Now for the bigger twists and turns.
I will be getting a call any day now to schedule Kiran’s cath in Iowa City. This will be to take more accurate pictures of the heart for surgery planning purposes. It is a necessary next step, and at some point, we have to take it. In many ways, I am ready to just know what the step beyond will be. I want to know if we can buy him some more time with a cath procedure, if we have to put the shunt in, or if we can feasibly do the full repair. These questions will finally be answered once we get through the catheterization. Still, it’s a lot to wrap my brain around.
And now today – a vision person came out to assess his visual skills. Kiran scored a 2 out of 22, so this mama was right again (though I wish I wasn’t): He is behind visually. Quite. She was noticing, in more clinical language, some of the things I have been noticing: His eyes tend to turn to the right; he does have a quick shake when his eyes are turning; he can focus or fixate on an object briefly but then his eye muscles seem to make him turn; he is not able to track, though it seems he is trying to. I haven’t let this really sink in yet. I simply took action – I sent out an email to the eye doctors in Iowa City referred to me (in a roundabout way, thanks to my former boss) by the former chairman of the Eye Dept in Iowa City. At least I know he will be seen by the best of the best. I have no idea what any of this might mean, but it seems it will be another medical issue to put on our already overflowing plate.

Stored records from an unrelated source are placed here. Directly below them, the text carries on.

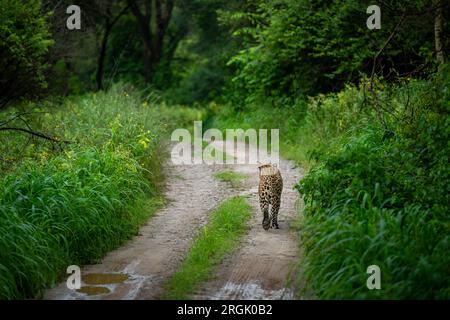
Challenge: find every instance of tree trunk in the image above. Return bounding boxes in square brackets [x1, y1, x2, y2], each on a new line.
[128, 0, 173, 83]
[96, 18, 111, 90]
[434, 0, 445, 64]
[95, 5, 129, 90]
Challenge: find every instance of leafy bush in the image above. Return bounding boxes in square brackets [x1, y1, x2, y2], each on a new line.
[0, 85, 201, 299]
[297, 69, 450, 299]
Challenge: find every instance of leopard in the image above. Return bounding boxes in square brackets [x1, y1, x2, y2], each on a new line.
[258, 164, 283, 231]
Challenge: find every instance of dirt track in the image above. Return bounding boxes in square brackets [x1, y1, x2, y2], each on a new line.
[45, 141, 301, 299]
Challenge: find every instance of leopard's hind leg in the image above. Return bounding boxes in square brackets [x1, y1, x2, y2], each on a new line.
[259, 199, 270, 230]
[270, 198, 280, 229]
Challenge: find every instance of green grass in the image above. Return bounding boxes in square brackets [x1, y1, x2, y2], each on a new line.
[211, 71, 450, 299]
[0, 86, 200, 299]
[214, 170, 247, 188]
[162, 197, 251, 299]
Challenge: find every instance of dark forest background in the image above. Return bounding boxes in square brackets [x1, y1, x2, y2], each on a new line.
[0, 0, 450, 299]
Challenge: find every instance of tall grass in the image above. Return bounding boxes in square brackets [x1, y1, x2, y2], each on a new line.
[0, 86, 201, 299]
[212, 67, 450, 299]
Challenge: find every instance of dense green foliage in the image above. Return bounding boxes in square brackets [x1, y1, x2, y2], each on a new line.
[0, 0, 53, 109]
[163, 197, 251, 299]
[213, 67, 450, 299]
[0, 0, 450, 299]
[0, 86, 199, 299]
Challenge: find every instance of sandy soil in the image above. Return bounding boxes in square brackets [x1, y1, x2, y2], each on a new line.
[45, 141, 301, 299]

In all of this, there is one thing that stuck with me from another heart mom’s blog. It is essentially this: He’s still Kiran. No matter the diagnosis, no matter the issues at hand, no matter how many challenges crop up or get named…He is Kiran. He has always been Kiran. The vision issues have been there. He is still my baby boy. He always was and always will be. It doesn’t change who he is; it just gives us insight to help us move forward…to help him as best we can.
So. The roller coaster plunges ahead. Sometimes, I have to hold on for dear life to keep from being thrown from my seat. But I’m still on this ride.